From mboxrd@z Thu Jan  1 00:00:00 1970
From: Ilias Apalodimas <ilias.apalodimas@linaro.org>
Subject: Re: [net-next, PATCH 1/2, v3] net: socionext: different approach on
 DMA
Date: Mon, 1 Oct 2018 14:20:21 +0300
Message-ID: <20181001112021.GA27469@apalos>
References: <1538220482-16129-1-git-send-email-ilias.apalodimas@linaro.org>
 <1538220482-16129-2-git-send-email-ilias.apalodimas@linaro.org>
 <20181001112631.4a1fbb62@redhat.com>
 <20181001094450.GA24329@apalos>
 <20181001095657.GA24568@apalos>
 <20181001130313.318065fd@redhat.com>
Mime-Version: 1.0
Content-Type: text/plain; charset=us-ascii
Cc: netdev@vger.kernel.org, jaswinder.singh@linaro.org,
        ard.biesheuvel@linaro.org, masami.hiramatsu@linaro.org,
        arnd@arndb.de, bjorn.topel@intel.com, magnus.karlsson@intel.com,
        daniel@iogearbox.net, ast@kernel.org,
        jesus.sanchez-palencia@intel.com, vinicius.gomes@intel.com,
        makita.toshiaki@lab.ntt.co.jp, Tariq Toukan <tariqt@mellanox.com>,
        Tariq Toukan <ttoukan.linux@gmail.com>
To: Jesper Dangaard Brouer <brouer@redhat.com>
Return-path: <netdev-owner@vger.kernel.org>
Received: from mail-wm1-f67.google.com ([209.85.128.67]:36880 "EHLO
        mail-wm1-f67.google.com" rhost-flags-OK-OK-OK-OK) by vger.kernel.org
        with ESMTP id S1728923AbeJAR5q (ORCPT
        <rfc822;netdev@vger.kernel.org>); Mon, 1 Oct 2018 13:57:46 -0400
Received: by mail-wm1-f67.google.com with SMTP id 185-v6so2849540wmt.2
        for <netdev@vger.kernel.org>; Mon, 01 Oct 2018 04:20:26 -0700 (PDT)
Content-Disposition: inline
In-Reply-To: <20181001130313.318065fd@redhat.com>
Sender: netdev-owner@vger.kernel.org
List-ID: <netdev.vger.kernel.org>

On Mon, Oct 01, 2018 at 01:03:13PM +0200, Jesper Dangaard Brouer wrote:
> On Mon, 1 Oct 2018 12:56:58 +0300
> Ilias Apalodimas <ilias.apalodimas@linaro.org> wrote:
> 
> > > > #2: You have allocations on the XDP fast-path.
> > > > 
> > > > The REAL secret behind the XDP performance is to avoid allocations on
> > > > the fast-path.  While I just told you to use the page-allocator and
> > > > order-0 pages, this will actually kill performance.  Thus, to make this
> > > > fast, you need a driver local recycle scheme that avoids going through
> > > > the page allocator, which makes XDP_DROP and XDP_TX extremely fast.
> > > > For the XDP_REDIRECT action (which you seems to be interested in, as
> > > > this is needed for AF_XDP), there is a xdp_return_frame() API that can
> > > > make this fast.  
> > >
> > > I had an initial implementation that did exactly that (that's why you the
> > > dma_sync_single_for_cpu() -> dma_unmap_single_attrs() is there).
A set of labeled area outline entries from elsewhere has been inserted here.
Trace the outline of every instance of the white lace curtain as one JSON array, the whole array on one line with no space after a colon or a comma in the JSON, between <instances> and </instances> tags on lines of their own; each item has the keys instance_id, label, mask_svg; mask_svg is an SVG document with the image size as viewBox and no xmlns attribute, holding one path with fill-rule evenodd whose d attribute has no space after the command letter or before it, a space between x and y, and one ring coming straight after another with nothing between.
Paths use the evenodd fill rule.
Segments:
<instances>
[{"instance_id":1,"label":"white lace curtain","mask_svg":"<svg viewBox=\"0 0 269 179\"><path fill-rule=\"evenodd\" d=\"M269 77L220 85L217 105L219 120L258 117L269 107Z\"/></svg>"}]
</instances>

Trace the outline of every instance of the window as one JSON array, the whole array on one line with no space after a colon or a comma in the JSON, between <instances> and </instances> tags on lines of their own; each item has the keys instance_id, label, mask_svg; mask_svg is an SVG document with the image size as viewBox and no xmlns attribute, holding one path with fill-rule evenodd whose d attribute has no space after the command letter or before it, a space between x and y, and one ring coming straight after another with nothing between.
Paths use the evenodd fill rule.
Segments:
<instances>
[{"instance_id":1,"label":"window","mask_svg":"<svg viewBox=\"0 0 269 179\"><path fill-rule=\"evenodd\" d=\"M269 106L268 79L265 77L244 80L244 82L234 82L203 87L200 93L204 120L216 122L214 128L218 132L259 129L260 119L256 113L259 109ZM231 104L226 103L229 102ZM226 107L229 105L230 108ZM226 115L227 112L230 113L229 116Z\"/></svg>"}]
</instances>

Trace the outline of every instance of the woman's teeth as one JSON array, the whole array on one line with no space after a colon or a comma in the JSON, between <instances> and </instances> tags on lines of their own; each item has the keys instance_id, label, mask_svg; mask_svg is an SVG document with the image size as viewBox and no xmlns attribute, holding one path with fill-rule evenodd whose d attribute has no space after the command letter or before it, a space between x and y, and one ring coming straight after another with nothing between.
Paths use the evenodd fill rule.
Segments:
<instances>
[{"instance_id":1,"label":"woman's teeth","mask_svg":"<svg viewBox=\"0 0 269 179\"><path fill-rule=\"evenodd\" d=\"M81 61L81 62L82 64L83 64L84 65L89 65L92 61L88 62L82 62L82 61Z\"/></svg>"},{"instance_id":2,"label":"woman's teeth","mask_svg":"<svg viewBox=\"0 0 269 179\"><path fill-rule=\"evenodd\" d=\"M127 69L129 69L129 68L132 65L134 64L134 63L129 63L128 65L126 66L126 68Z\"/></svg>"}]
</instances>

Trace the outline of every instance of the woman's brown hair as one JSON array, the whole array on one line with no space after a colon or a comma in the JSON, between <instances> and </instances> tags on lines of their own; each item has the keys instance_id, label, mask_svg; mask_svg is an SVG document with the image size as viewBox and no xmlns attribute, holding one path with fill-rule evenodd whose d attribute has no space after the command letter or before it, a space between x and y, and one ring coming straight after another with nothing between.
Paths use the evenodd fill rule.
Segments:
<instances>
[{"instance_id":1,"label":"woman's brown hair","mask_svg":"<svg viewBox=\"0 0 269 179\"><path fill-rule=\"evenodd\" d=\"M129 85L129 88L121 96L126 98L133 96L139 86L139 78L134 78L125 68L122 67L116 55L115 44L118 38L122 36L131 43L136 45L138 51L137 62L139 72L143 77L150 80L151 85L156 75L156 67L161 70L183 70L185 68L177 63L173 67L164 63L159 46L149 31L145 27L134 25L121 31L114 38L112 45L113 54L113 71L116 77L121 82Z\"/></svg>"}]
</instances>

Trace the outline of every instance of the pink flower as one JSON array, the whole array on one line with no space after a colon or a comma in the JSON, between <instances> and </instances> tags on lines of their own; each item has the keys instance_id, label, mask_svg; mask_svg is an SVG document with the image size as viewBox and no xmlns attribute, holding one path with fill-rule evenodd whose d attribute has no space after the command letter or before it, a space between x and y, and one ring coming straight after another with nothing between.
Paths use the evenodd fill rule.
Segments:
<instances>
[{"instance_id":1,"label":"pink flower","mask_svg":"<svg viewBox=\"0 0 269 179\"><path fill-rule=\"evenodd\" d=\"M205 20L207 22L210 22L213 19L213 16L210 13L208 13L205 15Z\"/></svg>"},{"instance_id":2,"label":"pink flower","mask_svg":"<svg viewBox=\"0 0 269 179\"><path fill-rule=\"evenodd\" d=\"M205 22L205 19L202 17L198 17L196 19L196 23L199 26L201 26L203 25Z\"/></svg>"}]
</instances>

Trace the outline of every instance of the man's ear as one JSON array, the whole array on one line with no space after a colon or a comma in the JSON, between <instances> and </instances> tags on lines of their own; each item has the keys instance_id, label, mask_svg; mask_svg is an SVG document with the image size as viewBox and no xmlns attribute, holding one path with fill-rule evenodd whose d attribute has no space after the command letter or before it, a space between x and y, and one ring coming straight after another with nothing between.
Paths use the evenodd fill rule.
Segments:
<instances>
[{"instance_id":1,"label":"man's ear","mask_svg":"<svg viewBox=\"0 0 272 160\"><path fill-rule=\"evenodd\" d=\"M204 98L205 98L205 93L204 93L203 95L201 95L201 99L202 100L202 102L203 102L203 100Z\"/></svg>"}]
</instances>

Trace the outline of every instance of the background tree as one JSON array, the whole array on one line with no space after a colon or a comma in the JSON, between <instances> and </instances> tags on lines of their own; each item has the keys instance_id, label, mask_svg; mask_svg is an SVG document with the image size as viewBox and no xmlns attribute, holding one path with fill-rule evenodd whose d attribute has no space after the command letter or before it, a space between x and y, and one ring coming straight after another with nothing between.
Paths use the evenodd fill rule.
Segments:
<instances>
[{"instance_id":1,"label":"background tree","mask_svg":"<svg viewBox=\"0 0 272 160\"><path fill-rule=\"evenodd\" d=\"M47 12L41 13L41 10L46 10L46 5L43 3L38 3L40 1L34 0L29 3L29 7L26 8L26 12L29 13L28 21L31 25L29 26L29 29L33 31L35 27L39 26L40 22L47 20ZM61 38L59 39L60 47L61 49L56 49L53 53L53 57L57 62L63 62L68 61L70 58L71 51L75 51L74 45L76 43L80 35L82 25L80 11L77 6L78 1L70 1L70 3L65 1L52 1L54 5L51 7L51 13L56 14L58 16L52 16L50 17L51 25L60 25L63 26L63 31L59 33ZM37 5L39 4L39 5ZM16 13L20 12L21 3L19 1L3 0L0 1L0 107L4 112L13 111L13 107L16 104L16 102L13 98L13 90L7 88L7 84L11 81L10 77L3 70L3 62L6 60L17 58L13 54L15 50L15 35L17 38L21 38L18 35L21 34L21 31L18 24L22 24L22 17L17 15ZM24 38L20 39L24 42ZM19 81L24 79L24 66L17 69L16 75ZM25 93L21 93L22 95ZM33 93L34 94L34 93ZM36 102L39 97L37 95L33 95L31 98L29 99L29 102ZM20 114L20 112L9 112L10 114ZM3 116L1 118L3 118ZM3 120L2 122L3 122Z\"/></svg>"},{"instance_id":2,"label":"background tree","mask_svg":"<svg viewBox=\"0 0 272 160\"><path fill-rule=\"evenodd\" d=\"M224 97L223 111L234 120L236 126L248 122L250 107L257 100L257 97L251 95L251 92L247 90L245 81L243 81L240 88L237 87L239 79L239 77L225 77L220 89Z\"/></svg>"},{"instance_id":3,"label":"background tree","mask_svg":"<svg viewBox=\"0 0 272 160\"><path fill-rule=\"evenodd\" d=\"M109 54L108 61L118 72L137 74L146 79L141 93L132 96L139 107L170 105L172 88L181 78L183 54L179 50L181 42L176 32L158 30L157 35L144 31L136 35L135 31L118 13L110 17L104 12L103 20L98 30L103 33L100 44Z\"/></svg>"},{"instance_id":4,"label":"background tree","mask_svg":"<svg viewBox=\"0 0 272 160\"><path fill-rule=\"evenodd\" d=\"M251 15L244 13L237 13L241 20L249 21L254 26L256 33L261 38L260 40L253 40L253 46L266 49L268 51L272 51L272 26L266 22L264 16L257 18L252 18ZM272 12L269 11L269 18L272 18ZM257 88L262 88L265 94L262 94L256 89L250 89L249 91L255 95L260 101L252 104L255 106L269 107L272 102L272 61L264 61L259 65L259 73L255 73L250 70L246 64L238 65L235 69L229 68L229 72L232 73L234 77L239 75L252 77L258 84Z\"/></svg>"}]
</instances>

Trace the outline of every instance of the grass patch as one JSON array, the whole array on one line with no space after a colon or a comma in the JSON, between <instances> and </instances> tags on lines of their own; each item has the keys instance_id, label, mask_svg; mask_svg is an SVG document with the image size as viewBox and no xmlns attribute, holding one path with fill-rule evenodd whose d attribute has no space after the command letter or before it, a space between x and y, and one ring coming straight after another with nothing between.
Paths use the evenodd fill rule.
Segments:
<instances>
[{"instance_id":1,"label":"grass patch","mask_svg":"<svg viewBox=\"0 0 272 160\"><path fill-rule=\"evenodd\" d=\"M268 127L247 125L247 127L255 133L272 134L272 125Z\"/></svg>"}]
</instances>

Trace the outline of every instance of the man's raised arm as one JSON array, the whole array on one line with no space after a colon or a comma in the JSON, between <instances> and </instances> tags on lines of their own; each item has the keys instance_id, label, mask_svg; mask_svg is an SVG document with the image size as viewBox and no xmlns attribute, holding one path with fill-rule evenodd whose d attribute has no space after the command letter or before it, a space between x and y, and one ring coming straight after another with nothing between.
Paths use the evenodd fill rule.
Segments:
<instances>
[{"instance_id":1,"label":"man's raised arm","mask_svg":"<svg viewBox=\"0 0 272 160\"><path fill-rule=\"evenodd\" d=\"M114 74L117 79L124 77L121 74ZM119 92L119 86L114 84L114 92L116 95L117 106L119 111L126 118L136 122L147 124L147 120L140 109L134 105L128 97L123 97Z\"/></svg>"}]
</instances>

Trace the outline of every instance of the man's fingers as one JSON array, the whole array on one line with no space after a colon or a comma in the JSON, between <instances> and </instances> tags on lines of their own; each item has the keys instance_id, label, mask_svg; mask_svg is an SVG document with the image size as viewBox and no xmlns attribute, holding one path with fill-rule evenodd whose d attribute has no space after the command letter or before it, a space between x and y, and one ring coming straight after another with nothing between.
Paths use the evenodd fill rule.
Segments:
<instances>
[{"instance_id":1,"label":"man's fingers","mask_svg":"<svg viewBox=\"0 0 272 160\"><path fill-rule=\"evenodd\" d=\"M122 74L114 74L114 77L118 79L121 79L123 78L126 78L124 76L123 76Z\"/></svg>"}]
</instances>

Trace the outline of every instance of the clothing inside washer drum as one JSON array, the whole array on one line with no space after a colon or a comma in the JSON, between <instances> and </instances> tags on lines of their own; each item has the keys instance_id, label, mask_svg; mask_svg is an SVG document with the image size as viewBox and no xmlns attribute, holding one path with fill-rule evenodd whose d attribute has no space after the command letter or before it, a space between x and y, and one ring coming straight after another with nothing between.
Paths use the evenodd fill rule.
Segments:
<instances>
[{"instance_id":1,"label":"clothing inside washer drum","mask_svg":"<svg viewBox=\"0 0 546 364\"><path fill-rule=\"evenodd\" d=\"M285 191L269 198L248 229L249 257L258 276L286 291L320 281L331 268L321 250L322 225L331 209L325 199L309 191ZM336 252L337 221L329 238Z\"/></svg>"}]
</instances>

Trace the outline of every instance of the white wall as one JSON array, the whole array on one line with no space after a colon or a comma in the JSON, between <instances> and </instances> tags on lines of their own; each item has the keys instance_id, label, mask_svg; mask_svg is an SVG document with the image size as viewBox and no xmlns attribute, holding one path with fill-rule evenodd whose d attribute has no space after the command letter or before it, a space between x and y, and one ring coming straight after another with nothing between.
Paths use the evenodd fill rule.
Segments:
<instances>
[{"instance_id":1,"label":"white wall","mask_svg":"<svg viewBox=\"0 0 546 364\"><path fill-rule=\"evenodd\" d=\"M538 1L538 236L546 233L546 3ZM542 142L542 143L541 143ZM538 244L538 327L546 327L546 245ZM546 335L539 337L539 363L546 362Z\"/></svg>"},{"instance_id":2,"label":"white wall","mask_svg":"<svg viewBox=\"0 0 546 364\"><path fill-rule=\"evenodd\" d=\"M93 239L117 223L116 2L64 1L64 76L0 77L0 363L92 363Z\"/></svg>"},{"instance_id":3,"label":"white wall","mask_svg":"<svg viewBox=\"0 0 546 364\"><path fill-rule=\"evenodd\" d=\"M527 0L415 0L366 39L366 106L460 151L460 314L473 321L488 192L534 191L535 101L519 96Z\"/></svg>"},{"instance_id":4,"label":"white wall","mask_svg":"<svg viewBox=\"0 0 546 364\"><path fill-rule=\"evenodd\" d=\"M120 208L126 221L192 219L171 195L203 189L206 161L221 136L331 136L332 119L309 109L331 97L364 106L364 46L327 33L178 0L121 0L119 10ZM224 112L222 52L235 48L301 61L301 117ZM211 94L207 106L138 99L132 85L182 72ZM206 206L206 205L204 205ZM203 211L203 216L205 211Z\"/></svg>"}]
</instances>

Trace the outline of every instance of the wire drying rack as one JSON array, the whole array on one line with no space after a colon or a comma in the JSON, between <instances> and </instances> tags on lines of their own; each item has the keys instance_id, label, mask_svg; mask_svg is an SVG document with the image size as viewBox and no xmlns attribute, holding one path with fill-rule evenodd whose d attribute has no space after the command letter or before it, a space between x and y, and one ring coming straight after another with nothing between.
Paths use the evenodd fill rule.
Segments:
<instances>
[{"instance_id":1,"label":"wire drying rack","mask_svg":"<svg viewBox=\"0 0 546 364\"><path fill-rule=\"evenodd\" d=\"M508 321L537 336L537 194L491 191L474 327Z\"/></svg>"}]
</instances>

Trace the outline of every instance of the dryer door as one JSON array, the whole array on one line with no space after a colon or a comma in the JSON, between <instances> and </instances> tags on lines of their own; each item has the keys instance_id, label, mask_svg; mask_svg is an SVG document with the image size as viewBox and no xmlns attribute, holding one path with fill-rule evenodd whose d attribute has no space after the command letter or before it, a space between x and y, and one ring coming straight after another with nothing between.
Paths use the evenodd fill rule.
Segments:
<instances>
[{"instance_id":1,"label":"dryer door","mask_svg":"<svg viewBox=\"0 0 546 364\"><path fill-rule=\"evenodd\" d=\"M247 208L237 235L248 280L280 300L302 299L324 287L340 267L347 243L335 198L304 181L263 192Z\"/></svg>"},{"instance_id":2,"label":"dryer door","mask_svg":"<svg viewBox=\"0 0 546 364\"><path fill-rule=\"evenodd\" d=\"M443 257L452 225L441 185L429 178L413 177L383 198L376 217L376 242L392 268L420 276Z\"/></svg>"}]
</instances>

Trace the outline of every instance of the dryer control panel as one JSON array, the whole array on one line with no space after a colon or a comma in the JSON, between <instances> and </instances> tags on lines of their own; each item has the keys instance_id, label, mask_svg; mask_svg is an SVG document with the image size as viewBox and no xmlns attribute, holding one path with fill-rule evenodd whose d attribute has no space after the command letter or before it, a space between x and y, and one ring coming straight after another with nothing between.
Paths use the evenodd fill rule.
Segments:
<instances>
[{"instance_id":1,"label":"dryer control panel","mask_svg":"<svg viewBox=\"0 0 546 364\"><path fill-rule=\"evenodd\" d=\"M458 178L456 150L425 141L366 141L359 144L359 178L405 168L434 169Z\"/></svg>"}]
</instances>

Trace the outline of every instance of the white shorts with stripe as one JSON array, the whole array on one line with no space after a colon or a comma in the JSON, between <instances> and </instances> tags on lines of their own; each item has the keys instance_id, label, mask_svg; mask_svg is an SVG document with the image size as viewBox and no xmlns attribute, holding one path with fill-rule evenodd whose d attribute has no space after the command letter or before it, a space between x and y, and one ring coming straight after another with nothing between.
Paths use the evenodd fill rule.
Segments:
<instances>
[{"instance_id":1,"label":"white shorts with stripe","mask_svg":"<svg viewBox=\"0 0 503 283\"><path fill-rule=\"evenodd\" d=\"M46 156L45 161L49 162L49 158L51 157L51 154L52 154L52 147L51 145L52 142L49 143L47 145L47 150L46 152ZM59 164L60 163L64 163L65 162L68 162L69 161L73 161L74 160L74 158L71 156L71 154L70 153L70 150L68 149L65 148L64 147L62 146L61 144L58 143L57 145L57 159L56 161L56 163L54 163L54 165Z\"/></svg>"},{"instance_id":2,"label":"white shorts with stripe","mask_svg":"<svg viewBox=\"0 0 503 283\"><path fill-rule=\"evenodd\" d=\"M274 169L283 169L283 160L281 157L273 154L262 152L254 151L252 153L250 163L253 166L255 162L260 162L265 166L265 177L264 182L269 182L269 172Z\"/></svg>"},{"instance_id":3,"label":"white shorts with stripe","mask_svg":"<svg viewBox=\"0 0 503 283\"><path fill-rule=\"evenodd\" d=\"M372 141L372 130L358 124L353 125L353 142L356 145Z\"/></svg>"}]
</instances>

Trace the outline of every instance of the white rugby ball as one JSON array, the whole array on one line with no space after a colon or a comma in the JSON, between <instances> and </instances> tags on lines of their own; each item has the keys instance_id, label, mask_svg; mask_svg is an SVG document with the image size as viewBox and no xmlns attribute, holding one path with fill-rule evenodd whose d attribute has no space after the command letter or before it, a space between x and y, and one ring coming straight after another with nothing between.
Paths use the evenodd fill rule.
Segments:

In the case 
> > > of AF_XDP isn't that introducing a 'bottleneck' though? I mean you'll feed fresh
> > > buffers back to the hardware only when your packets have been processed from
> > > your userspace application 
> >
> > Just a clarification here. This is the case if ZC is implemented. In my case
> > the buffers will be 'ok' to be passed back to the hardware once the use
> > userspace payload has been copied by xdp_do_redirect()
> 
> Thanks for clarifying.  But no, this is not introducing a 'bottleneck'
> for AF_XDP.
> 
> For (1) the copy-mode-AF_XDP the frame (as you noticed) is "freed" or
> "returned" very quickly after it is copied.  The code is a bit hard to
> follow, but in __xsk_rcv() it calls xdp_return_buff() after the memcpy.
> Thus, the frame can be kept DMA mapped and reused in RX-ring quickly.
Ok makes sense. I'll send a v4 with page re-usage, while using your API for page
allocation

> 
> For (2) the zero-copy-AF_XDP, then you need to implement a new
> allocator of type MEM_TYPE_ZERO_COPY.  The performance trick here is
> that all DMA-map/unmap and allocations go away, given everything is
> preallocated by userspace.  Through the 4 rings (SPSC) are used for
> recycling the ZC-umem frames (read Documentation/networking/af_xdp.rst).
Noted in case we implement ZC support

Thanks
/Ilias